Cette structure, créée en 1997 au sein du service médical de l'entreprise, est animée par un médecin et un infirmier. Elle s'appuie aussi sur une vingtaine d'ouvriers qui servent de relais dans l'usine.

Pour l'employeur, il s'agit avant tout de préserver sa main d'oeuvre et le rythme de production: "Il est évident que lorsqu'un travailleur multiplie les consultations chez le médecin, perd de ses capacités et doit payer de longues ordonnances, cela influe négativement sur ses performances", note le Dr Dina Nfon Priso, un spécialiste de la médecine du travail.

Ce constat a amené les responsables d'Alucam, où la prise en charge médicale s'effectue à 100%, à appliquer la même mesure pour ce qui est du sida.

"Evidemment, sur les 14 patients actuellement suivis, s'il fallait tout payer à raison de 300.000 à 400.000 francs CFA (de 3.000 à 4.000 FF) de traitement par mois et par personne pour une trithérapie, cela ferait beaucoup", souligne Jean Booh.

Pour contourner cette difficulté, l'entreprise a choisi de s'associer à des partenaires internationaux et de négocier auprès des laboratoires pharmaceutiques afin de réduire considérablement les coûts des médicaments.

Il est toutefois à noter que la gratuité des soins ne s'applique qu'aux employés et à leurs conjoints.

"En ces trois années d'expérience, constate Mathias Bidjeck, nous avons organisé 738 séances d'animation et accueilli près de 18.000 personnes dans notre cellule, ce qui montre l'intérêt des travailleurs."

"De plus en plus, les travailleurs pratiquent volontairement des tests de séropositivité, également pris en charge par l'entreprise", se réjouit l'infirmier.
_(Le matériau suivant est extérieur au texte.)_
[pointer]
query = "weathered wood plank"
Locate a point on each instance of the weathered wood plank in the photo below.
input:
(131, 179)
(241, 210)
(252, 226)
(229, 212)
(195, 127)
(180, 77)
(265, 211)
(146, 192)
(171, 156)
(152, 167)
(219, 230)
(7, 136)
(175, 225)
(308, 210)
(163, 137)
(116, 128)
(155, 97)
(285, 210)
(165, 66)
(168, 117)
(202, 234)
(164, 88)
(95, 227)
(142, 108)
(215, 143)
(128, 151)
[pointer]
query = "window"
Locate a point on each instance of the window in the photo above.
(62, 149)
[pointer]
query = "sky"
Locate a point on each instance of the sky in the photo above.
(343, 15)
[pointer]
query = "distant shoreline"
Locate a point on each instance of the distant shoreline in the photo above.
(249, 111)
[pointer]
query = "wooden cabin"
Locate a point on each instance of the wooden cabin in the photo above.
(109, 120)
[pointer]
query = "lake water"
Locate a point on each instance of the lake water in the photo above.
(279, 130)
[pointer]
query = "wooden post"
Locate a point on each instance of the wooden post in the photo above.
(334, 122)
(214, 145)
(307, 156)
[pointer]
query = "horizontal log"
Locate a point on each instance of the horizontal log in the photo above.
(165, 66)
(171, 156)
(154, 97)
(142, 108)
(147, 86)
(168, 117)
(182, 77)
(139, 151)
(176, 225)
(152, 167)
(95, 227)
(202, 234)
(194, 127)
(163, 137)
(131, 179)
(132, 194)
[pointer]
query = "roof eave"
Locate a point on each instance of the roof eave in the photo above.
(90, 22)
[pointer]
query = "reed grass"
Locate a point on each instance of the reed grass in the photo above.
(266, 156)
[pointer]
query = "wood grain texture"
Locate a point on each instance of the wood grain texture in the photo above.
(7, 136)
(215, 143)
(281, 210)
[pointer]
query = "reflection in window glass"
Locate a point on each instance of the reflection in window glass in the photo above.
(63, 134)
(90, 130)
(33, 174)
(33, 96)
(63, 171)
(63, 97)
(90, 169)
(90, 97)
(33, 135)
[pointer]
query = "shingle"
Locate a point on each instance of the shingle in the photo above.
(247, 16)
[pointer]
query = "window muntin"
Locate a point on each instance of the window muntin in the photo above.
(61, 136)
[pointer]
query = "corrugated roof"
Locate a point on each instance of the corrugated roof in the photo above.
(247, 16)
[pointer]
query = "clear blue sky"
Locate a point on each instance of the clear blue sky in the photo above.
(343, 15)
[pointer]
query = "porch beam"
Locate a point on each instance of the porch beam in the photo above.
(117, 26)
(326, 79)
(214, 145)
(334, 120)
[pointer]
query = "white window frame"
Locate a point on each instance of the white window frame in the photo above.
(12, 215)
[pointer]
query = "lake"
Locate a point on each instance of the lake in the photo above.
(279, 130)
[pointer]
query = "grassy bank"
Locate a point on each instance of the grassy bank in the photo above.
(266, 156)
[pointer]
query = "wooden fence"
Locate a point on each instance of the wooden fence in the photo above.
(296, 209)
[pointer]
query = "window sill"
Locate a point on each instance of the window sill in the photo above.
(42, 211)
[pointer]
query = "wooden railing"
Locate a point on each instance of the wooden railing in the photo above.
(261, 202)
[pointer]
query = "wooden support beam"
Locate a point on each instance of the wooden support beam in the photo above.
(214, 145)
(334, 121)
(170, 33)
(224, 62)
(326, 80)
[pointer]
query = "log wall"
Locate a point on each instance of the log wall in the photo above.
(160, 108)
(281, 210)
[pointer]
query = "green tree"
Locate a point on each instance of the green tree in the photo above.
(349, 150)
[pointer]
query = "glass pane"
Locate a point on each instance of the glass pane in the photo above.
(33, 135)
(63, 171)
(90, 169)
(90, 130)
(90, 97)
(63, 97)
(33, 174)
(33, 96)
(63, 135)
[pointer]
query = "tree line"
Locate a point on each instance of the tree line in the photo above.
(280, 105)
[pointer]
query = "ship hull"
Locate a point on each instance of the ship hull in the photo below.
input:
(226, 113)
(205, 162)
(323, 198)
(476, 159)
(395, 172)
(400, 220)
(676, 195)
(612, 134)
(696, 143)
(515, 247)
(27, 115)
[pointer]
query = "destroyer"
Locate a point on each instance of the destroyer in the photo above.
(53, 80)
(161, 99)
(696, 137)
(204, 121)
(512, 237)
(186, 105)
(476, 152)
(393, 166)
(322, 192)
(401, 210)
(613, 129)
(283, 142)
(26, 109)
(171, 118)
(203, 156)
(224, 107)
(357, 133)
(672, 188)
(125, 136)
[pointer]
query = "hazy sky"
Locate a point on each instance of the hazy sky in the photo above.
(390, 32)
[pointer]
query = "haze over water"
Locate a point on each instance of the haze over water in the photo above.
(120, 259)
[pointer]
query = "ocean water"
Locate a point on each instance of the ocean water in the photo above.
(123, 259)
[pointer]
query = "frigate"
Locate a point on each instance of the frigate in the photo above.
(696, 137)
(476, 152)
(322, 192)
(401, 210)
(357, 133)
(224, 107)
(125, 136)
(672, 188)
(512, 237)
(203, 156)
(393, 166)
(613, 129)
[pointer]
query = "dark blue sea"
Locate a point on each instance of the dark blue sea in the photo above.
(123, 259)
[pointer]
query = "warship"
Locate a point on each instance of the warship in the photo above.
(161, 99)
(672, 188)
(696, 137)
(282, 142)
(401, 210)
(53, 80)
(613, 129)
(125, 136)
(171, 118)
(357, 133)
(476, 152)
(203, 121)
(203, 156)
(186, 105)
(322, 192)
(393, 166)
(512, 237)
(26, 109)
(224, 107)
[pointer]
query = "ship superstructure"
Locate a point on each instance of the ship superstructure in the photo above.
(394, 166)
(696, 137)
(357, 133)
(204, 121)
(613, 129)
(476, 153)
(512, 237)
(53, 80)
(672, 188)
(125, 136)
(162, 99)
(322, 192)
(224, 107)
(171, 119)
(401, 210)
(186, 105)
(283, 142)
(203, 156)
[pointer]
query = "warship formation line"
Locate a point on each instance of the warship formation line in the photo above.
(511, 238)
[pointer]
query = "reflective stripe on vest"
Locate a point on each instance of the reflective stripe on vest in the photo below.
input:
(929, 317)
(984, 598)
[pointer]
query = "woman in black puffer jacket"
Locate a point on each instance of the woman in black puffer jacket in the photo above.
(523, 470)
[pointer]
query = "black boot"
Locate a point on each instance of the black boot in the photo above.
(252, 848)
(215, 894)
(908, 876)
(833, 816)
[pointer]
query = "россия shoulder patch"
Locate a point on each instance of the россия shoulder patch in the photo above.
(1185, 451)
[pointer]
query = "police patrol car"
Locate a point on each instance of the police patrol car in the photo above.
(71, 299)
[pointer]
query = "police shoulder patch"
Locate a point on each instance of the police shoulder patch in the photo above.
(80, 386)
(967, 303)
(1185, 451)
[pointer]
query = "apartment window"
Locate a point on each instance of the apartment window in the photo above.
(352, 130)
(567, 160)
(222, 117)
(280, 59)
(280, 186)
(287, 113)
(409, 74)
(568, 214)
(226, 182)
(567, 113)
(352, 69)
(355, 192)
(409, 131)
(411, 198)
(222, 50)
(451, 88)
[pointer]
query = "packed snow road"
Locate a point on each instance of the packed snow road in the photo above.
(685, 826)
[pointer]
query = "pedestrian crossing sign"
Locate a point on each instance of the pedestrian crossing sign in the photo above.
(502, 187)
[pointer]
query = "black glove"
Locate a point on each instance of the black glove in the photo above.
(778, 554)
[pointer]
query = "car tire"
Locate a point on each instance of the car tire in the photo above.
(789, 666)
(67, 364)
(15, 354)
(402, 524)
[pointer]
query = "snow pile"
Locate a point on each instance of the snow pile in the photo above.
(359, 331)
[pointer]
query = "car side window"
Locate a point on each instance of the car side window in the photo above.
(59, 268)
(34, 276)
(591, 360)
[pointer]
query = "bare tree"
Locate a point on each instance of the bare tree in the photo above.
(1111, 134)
Dans la zone industrielle de Douala, l'usine Chococam a suivi le même chemin qu'Alucam en ouvrant un club santé doté de 15 animateurs bénévoles qui s'entretiennent régulièrement avec les ouvriers sur le sida.

Mais la comparaison s'arrête là, car dans cette entreprise, seules les maladies professionnelles sont prises en charge à 100%.